There are several limitations that should be noted when interpreting the results of this study. Because parents were recruited in clinical sites while they were waiting to receive care for themselves or others, they may not be representative of the community at large. Second, this was a relatively homogeneous sample of participants living within a relatively small catchment area, with a predominantly Dominican sample. This may limit our ability to generalize our conclusions to Latino and African American children in this age group as a whole. However, we believe that a strength of the study is its homogeneity. Our study is one of very few studies of sleep behaviors that include predominantly Latino children. Additionally, we were able to show that even in communities of concentrated social disadvantage and very high prevalence of sleep problems in children, there are considerable differences among families with regard to the types of problems they report. An additional limitation is that the validated instrument, the CSHQ, is based on parental reports of sleep problems that are not independently validated. Regardless of this limitation, we believe that our findings are important and support the need for further study of this high-risk population of children.
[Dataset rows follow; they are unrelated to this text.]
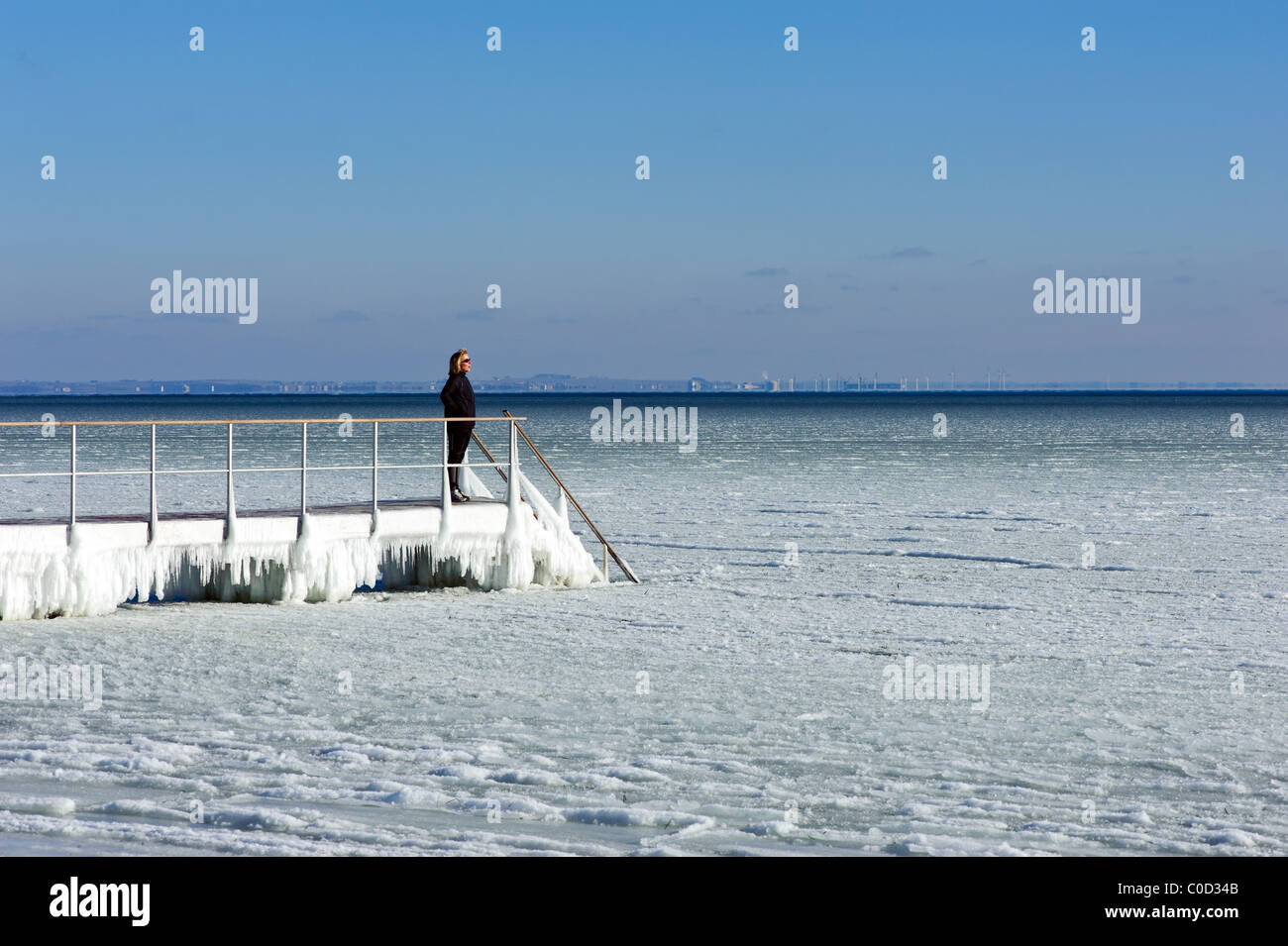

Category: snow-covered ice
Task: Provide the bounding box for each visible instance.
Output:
[0,395,1288,855]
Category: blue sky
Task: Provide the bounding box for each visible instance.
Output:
[0,3,1288,383]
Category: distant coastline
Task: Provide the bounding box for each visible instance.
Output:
[0,374,1288,397]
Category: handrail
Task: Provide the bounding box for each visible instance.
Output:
[471,430,510,482]
[0,410,640,584]
[505,410,640,584]
[0,417,528,427]
[0,416,518,542]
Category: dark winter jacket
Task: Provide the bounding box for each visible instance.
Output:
[438,370,474,431]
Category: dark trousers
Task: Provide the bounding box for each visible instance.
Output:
[447,425,471,493]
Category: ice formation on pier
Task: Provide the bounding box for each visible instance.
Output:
[0,472,602,620]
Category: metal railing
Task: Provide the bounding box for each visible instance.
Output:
[0,410,639,583]
[0,417,527,541]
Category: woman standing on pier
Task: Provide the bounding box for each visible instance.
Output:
[438,349,474,502]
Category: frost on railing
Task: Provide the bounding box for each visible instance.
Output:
[0,413,635,619]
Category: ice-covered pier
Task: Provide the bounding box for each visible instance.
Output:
[0,412,638,620]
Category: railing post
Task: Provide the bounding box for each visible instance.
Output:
[68,423,76,538]
[371,421,380,534]
[299,422,309,533]
[224,421,237,541]
[149,423,158,545]
[505,421,520,515]
[438,421,452,536]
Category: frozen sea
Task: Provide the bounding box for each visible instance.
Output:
[0,392,1288,855]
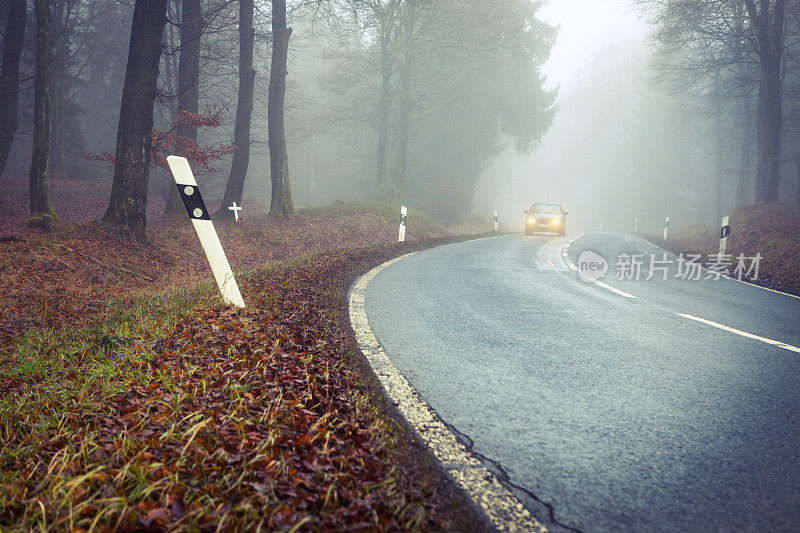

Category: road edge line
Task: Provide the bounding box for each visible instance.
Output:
[675,313,800,353]
[561,233,639,300]
[640,233,800,300]
[348,252,548,533]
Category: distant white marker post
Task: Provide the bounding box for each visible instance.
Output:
[167,155,245,308]
[397,206,408,242]
[228,202,242,222]
[719,217,731,256]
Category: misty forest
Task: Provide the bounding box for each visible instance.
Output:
[0,0,800,235]
[0,0,800,532]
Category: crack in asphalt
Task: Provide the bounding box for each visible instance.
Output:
[444,422,584,533]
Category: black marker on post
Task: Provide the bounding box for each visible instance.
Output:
[719,217,731,255]
[167,155,245,308]
[397,206,408,242]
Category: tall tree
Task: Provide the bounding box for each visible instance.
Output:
[50,0,77,178]
[0,0,27,181]
[745,0,786,202]
[372,0,402,200]
[103,0,168,238]
[267,0,295,216]
[218,0,256,213]
[29,0,58,228]
[164,0,203,215]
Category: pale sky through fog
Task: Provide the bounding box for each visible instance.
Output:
[538,0,646,88]
[474,0,648,225]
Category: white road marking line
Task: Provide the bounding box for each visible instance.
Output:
[536,237,569,272]
[349,252,547,533]
[639,237,800,300]
[676,313,800,353]
[592,279,639,300]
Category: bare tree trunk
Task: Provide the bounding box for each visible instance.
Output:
[28,0,58,229]
[794,157,800,209]
[50,0,75,178]
[764,54,783,202]
[217,0,256,214]
[164,0,203,215]
[161,0,180,204]
[736,94,753,207]
[0,0,27,178]
[756,72,767,202]
[392,49,413,200]
[268,0,295,216]
[376,5,397,200]
[103,0,167,238]
[745,0,786,202]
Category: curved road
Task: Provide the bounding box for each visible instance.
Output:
[365,233,800,532]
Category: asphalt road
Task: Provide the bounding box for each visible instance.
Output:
[365,233,800,532]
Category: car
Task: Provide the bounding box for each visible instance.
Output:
[525,202,568,237]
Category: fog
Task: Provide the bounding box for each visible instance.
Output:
[0,0,800,232]
[476,1,714,232]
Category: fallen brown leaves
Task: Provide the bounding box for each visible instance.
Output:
[0,180,444,343]
[0,178,482,531]
[0,246,472,531]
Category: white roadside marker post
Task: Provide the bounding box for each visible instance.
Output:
[397,206,408,242]
[719,217,731,257]
[228,202,242,222]
[167,155,245,308]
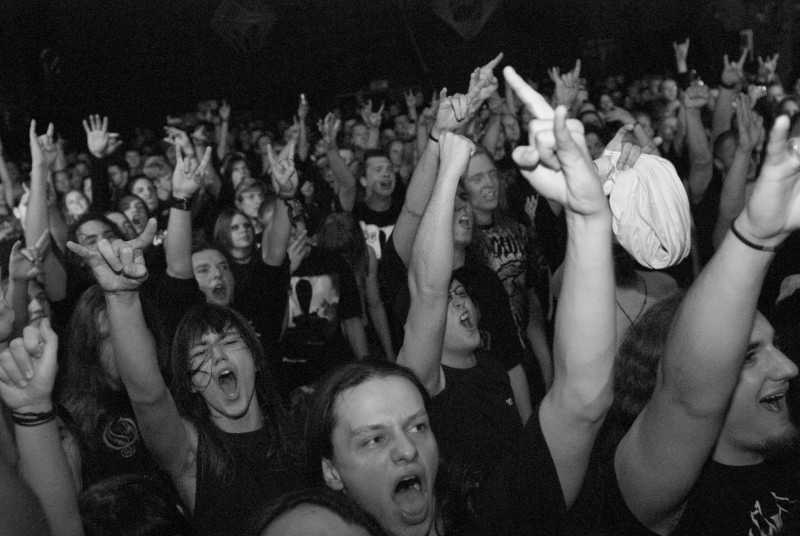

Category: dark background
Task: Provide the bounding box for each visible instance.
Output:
[0,0,800,153]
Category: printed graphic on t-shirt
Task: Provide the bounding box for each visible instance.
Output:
[103,417,139,458]
[749,492,798,536]
[287,274,339,346]
[358,221,394,259]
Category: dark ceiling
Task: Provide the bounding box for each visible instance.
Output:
[0,0,764,146]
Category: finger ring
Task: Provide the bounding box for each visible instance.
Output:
[786,138,800,158]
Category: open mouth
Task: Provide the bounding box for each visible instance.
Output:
[394,474,428,523]
[759,393,786,412]
[217,369,239,398]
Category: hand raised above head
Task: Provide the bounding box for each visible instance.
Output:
[67,218,156,294]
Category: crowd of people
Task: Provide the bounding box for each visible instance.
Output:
[0,39,800,536]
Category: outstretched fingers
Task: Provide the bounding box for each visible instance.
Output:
[503,67,554,119]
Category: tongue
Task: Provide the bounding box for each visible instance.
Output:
[217,372,239,397]
[394,486,427,515]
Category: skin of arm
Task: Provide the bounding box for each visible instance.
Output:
[0,319,83,536]
[504,67,616,507]
[25,121,67,302]
[615,117,800,534]
[397,132,474,396]
[682,88,714,203]
[364,248,395,361]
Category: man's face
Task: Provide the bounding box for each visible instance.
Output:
[132,178,158,214]
[322,376,439,536]
[192,249,234,306]
[75,220,117,251]
[361,156,395,198]
[350,123,369,149]
[463,154,500,223]
[714,313,799,463]
[108,165,128,188]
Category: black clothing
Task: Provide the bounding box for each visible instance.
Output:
[192,427,301,536]
[430,359,522,480]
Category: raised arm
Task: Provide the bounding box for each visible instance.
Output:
[25,121,67,302]
[392,53,503,266]
[615,116,800,533]
[67,219,197,509]
[0,318,83,536]
[504,67,616,506]
[397,132,475,395]
[261,145,298,266]
[318,112,357,212]
[682,86,714,203]
[712,93,764,249]
[164,147,211,279]
[711,49,747,143]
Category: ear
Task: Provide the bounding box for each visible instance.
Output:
[322,458,344,491]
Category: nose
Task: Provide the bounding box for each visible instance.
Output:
[770,348,798,381]
[392,430,418,463]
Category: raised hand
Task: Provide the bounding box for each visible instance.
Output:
[758,54,780,82]
[736,115,800,246]
[297,93,309,123]
[317,112,342,148]
[736,93,764,153]
[29,119,58,167]
[172,142,211,198]
[361,100,385,128]
[672,37,689,73]
[9,229,50,282]
[219,99,231,121]
[67,218,156,294]
[467,52,503,114]
[164,125,194,156]
[720,49,748,86]
[431,88,473,138]
[547,59,581,108]
[267,145,298,197]
[681,86,709,108]
[83,114,122,158]
[0,318,58,410]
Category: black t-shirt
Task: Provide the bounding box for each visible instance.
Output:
[279,247,363,394]
[588,459,800,536]
[467,407,567,536]
[430,359,522,481]
[192,428,301,536]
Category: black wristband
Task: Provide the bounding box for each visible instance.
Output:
[169,197,192,212]
[731,220,779,253]
[11,407,57,426]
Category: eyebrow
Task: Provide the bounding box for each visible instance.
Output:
[348,408,428,437]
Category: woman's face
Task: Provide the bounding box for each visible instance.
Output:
[126,178,158,214]
[124,195,147,232]
[64,190,89,219]
[231,214,254,249]
[231,160,250,188]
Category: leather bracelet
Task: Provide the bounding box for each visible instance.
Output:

Finally, the high scores on the CSHQ need further study. Because the questionnaire has not been widely used in minority populations, a CSHQ total score cutoff of 41 may be too conservative for this group of children. Additionally, there may be different factors that affect children’s sleep today compared with a decade ago when the original validation studies were completed. Despite this, we demonstrated that the CSHQ was sensitive enough to discriminate between different behavioral sleep problems in this risk group. Future research should focus on the home and community environments that may contribute to poor sleep resulting in the high proportion of parents reporting sleep problems in their children. Moreover, objective measures of sleep may be useful in confirming the extent of sleep problems in this group of children. Given the consequences of poor sleep on health, behavior, and neurocognitive development,4,5,30 interventions should be developed specifically to address the sleep needs of children living in poor urban environments.

Conclusion

This is one of a few studies, to our knowledge, to examine sleep behaviors of a group of Latino and African American early-school-aged children using the CSHQ as a screening tool. The results of this study suggest that sleep problems are more common in urban, early-school-aged minority children than previously recognized. These sleep problems are underreported by parents, and as a result, health care providers may be unaware of the frequency with which these sleep problems occur. Our study identifies a group of children who may be at particularly high risk. Given the consequences of poor sleep, an important next step will be to develop effective interventions specifically to address the sleep needs of children living in poor urban environments.

Acknowledgments

We thank Judith Owens, MD, MPH, and Christopher Gables for generously providing us access to the original CSHQ data set. We also thank Robert Mellins, MD, for providing a critical review of this manuscript and Sara Lopez-Pintado, PhD, for providing early statistical support to the study.

Funding

The author(s) disclosed receipt of the following financial support for the research, authorship, and/or publication of this article: This work was supported by the National Heart, Lung, and Blood Institute (Grant Number R01HL092856). The content is solely the responsibility of the authors and does not necessarily represent the official views of the National Heart, Lung, and Blood Institute or the National Institutes of Health. The study sponsor had no role in (1) the design of the study; (2) data collection, analysis, or interpretation; (3) the production of this manuscript; or (4) the decision to submit the manuscript for publication. Beverley J. Sheares, MD, MS, is the principal investigator of the aforementioned grant and wrote the first draft of the manuscript.

Footnotes

Declaration of Conflicting Interests The author(s) declared no potential conflicts of interest with respect to the research, authorship, and/or publication of this article.